The Federal Board of Revenue (FBR) released a new taxation notification on April 1, 2026. The government published S.R.O. 546(I)/2026 to introduce a social media tax. FBR defined special procedures for taxing individuals who earn money from remunerative social media content. These draft amendments fall under section 99C of the Income Tax Ordinance, 2001. The rules specifically target resident persons making income through interactions with users in Pakistan on social media platforms.
Social Media Tax: Defining Content Platforms
The FBR explicitly defines a “social media platform” as an internet-based service. Its main purpose is enabling users to interact and share user-generated content. The economic value of these platforms comes from user participation, network effects, and the monetization of user engagement or data.
Furthermore, the FBR clarifies “revenue per mille” as the revenue generated per 1,000 views on a shared YouTube video. Currently, the FBR sets this calculation rate at PKR 195. However, the board retains the right to revise this figure from time to time.
Income Calculation Methodology
The FBR has established a strict formula for calculating minimum income. Taxpayers must subtract their total expenses from their total remuneration received. Notably, the FBR caps the allowed deductible expenses at a maximum of 30% of total revenue.
Consequently, total remuneration is calculated using two methods, and the FBR will apply the higher amount. The first method multiplies the revenue per mille by the average number of views per content, and then by the total number of posts made during the year. The second method simply looks at the actual remuneration a person receives, whether in cash or in kind.
Tax Payments & Compliance
Every content creator falling under this new procedure must pay advance income tax. They must calculate and pay this advance tax for one quarter. The FBR will manage payments and recoveries according to section 147 of the Income Tax Ordinance, 2001.

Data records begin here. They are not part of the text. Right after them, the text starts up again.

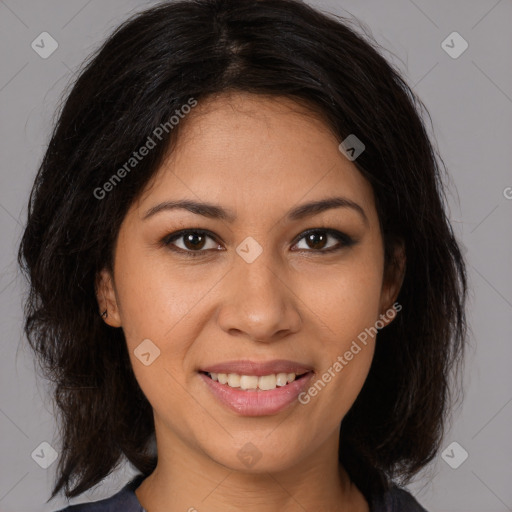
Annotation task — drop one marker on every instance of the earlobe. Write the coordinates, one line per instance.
(107, 300)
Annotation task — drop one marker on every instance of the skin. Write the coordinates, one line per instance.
(257, 157)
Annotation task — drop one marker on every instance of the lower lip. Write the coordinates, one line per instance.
(257, 403)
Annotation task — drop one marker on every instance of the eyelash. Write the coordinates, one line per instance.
(343, 239)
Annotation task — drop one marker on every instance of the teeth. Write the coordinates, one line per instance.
(253, 382)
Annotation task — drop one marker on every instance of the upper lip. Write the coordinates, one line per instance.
(247, 367)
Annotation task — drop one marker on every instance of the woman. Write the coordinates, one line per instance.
(242, 275)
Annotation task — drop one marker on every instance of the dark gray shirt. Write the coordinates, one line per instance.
(395, 500)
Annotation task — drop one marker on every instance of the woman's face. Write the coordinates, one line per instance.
(249, 292)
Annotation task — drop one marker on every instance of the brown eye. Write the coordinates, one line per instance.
(190, 242)
(318, 240)
(194, 241)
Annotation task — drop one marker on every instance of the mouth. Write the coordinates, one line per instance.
(254, 390)
(254, 382)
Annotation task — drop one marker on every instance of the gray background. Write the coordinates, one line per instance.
(470, 100)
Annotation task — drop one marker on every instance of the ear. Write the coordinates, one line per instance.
(394, 273)
(107, 299)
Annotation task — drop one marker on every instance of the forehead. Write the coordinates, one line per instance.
(250, 152)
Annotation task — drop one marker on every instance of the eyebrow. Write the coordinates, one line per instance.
(214, 211)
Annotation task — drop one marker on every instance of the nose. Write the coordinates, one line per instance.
(259, 302)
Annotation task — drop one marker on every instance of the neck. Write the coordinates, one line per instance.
(187, 480)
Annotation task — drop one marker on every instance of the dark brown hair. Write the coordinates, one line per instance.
(146, 70)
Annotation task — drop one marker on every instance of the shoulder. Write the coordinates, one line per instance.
(123, 501)
(396, 500)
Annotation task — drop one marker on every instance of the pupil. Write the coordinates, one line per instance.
(316, 240)
(194, 241)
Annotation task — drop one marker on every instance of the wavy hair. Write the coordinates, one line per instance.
(147, 69)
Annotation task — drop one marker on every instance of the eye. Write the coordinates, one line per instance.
(191, 242)
(317, 240)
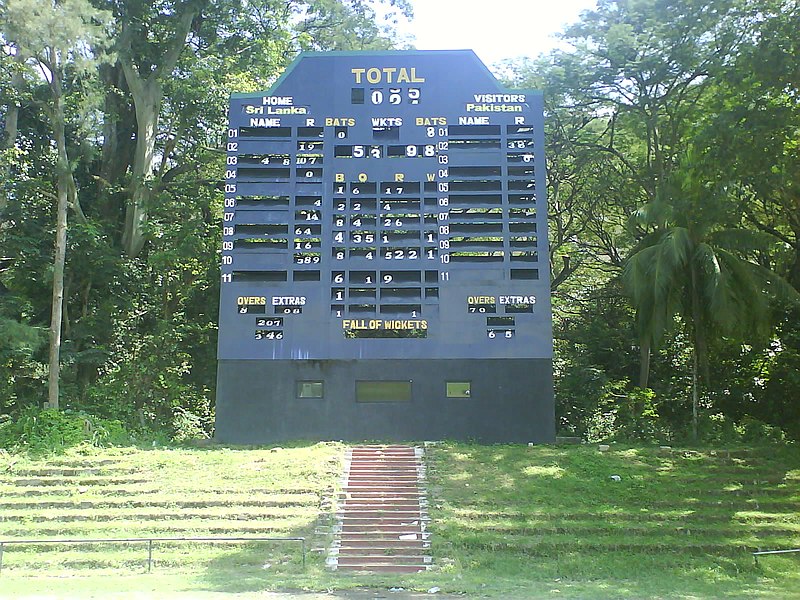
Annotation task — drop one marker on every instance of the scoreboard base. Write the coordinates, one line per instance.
(485, 400)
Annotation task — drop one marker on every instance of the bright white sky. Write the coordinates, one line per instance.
(494, 29)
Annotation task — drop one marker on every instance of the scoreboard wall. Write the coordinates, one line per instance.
(384, 255)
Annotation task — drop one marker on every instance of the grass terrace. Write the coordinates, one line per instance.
(507, 521)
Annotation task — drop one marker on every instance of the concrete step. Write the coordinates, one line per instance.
(369, 559)
(387, 568)
(366, 546)
(381, 520)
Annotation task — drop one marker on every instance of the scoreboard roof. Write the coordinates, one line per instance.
(385, 205)
(450, 65)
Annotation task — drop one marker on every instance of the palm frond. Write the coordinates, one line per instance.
(742, 240)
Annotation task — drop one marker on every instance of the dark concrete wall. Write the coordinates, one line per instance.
(511, 401)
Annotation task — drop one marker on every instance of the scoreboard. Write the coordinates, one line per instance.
(384, 255)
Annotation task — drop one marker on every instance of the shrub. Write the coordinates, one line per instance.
(52, 431)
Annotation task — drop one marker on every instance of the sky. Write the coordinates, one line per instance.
(494, 29)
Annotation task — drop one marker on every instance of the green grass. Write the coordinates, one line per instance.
(507, 521)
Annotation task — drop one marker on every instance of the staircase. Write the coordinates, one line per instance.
(382, 517)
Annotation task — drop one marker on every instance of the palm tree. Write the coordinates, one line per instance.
(693, 265)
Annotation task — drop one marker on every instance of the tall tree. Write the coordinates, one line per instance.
(694, 266)
(56, 39)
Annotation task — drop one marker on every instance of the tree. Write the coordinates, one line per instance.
(56, 40)
(694, 265)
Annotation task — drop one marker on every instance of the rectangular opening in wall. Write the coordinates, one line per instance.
(309, 389)
(383, 391)
(458, 389)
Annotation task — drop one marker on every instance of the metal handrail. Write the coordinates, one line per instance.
(4, 543)
(766, 552)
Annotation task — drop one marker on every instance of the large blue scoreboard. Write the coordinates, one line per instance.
(384, 255)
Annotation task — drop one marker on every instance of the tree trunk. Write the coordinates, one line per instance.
(147, 99)
(644, 363)
(695, 394)
(9, 136)
(147, 92)
(65, 189)
(699, 345)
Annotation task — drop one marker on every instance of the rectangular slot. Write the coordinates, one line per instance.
(262, 201)
(458, 389)
(367, 187)
(521, 184)
(262, 334)
(309, 160)
(308, 173)
(473, 130)
(475, 172)
(308, 201)
(500, 321)
(306, 229)
(522, 213)
(526, 274)
(361, 293)
(524, 256)
(363, 204)
(251, 309)
(400, 277)
(519, 129)
(386, 334)
(519, 144)
(264, 159)
(253, 173)
(306, 276)
(269, 322)
(361, 309)
(401, 294)
(403, 310)
(259, 276)
(398, 188)
(388, 133)
(269, 132)
(529, 199)
(524, 227)
(310, 389)
(261, 244)
(476, 257)
(368, 253)
(362, 277)
(246, 228)
(457, 229)
(356, 95)
(525, 171)
(501, 334)
(473, 144)
(520, 157)
(475, 185)
(519, 308)
(306, 132)
(475, 199)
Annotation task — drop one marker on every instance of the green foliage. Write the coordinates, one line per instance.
(53, 431)
(683, 113)
(626, 413)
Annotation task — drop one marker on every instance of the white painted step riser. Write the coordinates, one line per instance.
(382, 500)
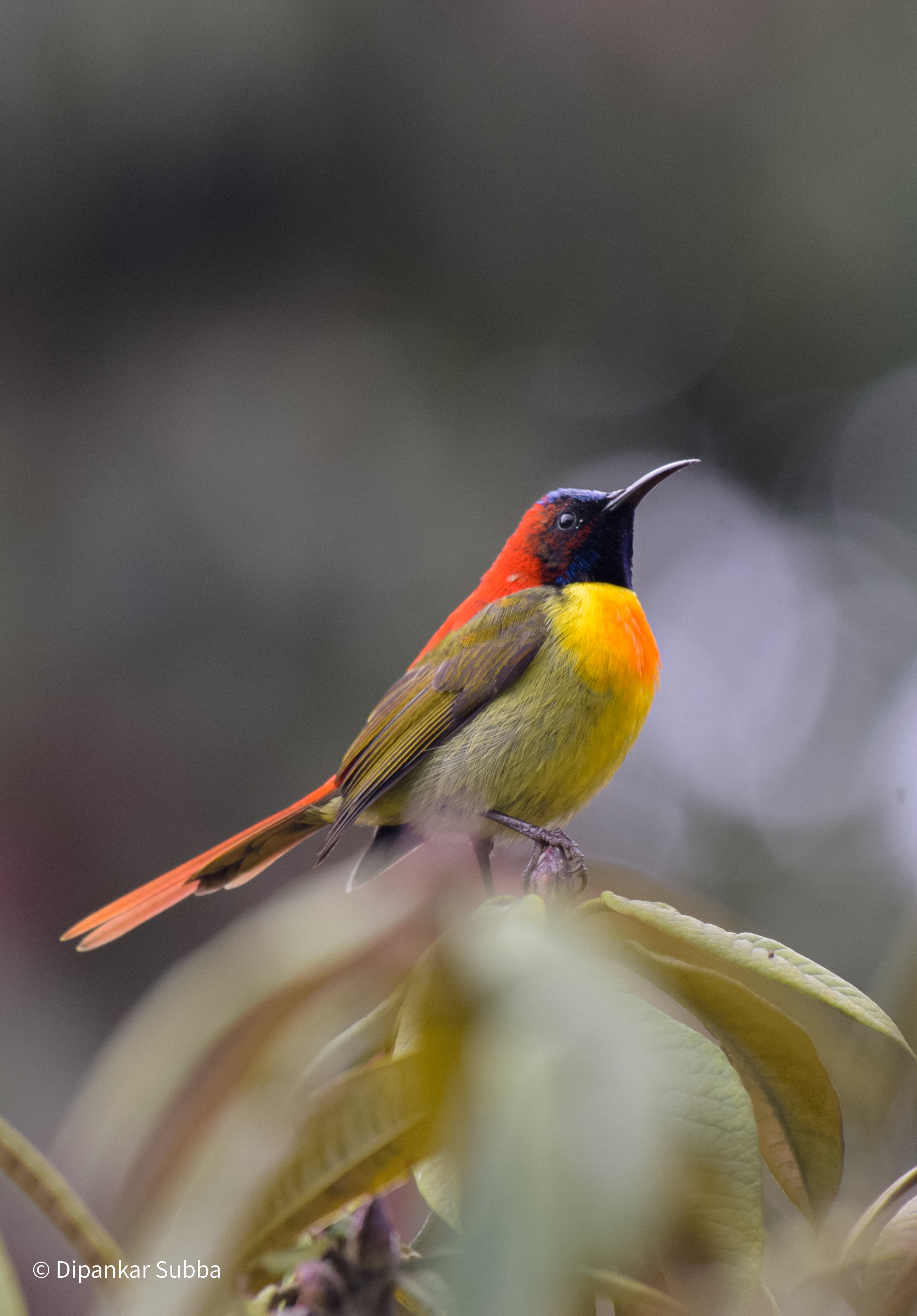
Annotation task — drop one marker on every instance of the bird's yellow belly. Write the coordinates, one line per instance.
(548, 744)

Additionally, taxpayers must declare this income in a special designated section of their Income Tax Return every year. If a creator declares an income lower than the calculated amount, the relevant commissioner holds the power to intervene. The commissioner can rectify the omission or commission error directly in the return. Subsequently, they will proceed to recover the due amount under the provisions of the Income Tax Ordinance, 2001.